When buying or selling a business, the agreed-upon price often assumes a baseline financial position at closing. But what happens if that assumption turns out to be off? That’s where working capital adjustments come into play, and failing to properly address them can result in major post-closing disputes.
At Hadri Law, we regularly advise clients on how to structure and negotiate these adjustments to ensure financial fairness and minimize uncertainty in M&A transactions.
What Is Working Capital?
Working capital refers to the short-term liquidity of a business.
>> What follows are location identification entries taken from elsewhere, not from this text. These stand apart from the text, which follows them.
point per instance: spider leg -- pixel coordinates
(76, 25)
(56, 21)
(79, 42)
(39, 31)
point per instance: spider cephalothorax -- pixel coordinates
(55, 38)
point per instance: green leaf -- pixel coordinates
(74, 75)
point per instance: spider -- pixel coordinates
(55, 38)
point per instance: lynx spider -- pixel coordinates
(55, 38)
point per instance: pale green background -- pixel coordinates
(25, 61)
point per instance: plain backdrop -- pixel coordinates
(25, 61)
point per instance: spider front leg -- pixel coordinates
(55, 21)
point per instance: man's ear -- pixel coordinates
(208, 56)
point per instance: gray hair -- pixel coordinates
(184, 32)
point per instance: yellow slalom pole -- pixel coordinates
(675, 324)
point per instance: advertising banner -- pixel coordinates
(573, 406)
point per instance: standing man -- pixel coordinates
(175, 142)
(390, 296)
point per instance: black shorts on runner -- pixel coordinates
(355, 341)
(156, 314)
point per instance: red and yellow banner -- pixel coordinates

It’s typically calculated as:
Current Assets – Current Liabilities
This includes items such as:
- Accounts receivable
- Inventory
- Prepaid expenses
- Accounts payable
- Accrued expenses
The purpose of a working capital adjustment is to ensure that, at closing, the business being acquired is transferred with an appropriate level of operational liquidity not stripped of cash or burdened with unplanned liabilities.
How Working Capital Adjustments Work
- Establish a Target Working Capital (TWC):
This is typically based on historical averages or normalized levels required to operate the business. - Measure at Closing:
A working capital calculation is done shortly before or after closing, based on the actual financial data on the closing date. - Adjustment to Purchase Price:
- If actual working capital is below the target, the seller owes the shortfall to the buyer.
- If actual working capital is above the target, the buyer owes the excess to the seller.
Why They Matter
- Protects buyers from overpaying if the seller pulls out value before closing.
- Protects sellers from unexpected post-closing deductions when they’ve left the business well-capitalized.
- Reduces disputes by aligning expectations around cash flow and financial operations at the time of sale.
Common Pitfalls to Avoid
- Unclear definition of working capital: Always define what’s included or excluded (e.g., cash, intercompany receivables).
- Lack of agreed methodology: Disputes often arise over accounting methods, cutoff dates, or inventory valuation.
- No dispute resolution clause: If parties disagree on the final calculation, a resolution process (like a neutral accountant review) should be built into the agreement.
How Hadri Law Helps
- Work alongside your accountant to define a defensible and fair working capital target
- Draft precise language in the purchase agreement to reduce ambiguity
- Negotiate dispute resolution mechanisms to avoid costly litigation
- Protect your position whether you’re a buyer safeguarding your investment or a seller securing your value
Final Thoughts
Working capital adjustments may seem technical, but they can significantly impact the net proceeds of a transaction. Whether you’re acquiring a new business or preparing to sell, it’s critical to get this right and that starts with experienced legal advice.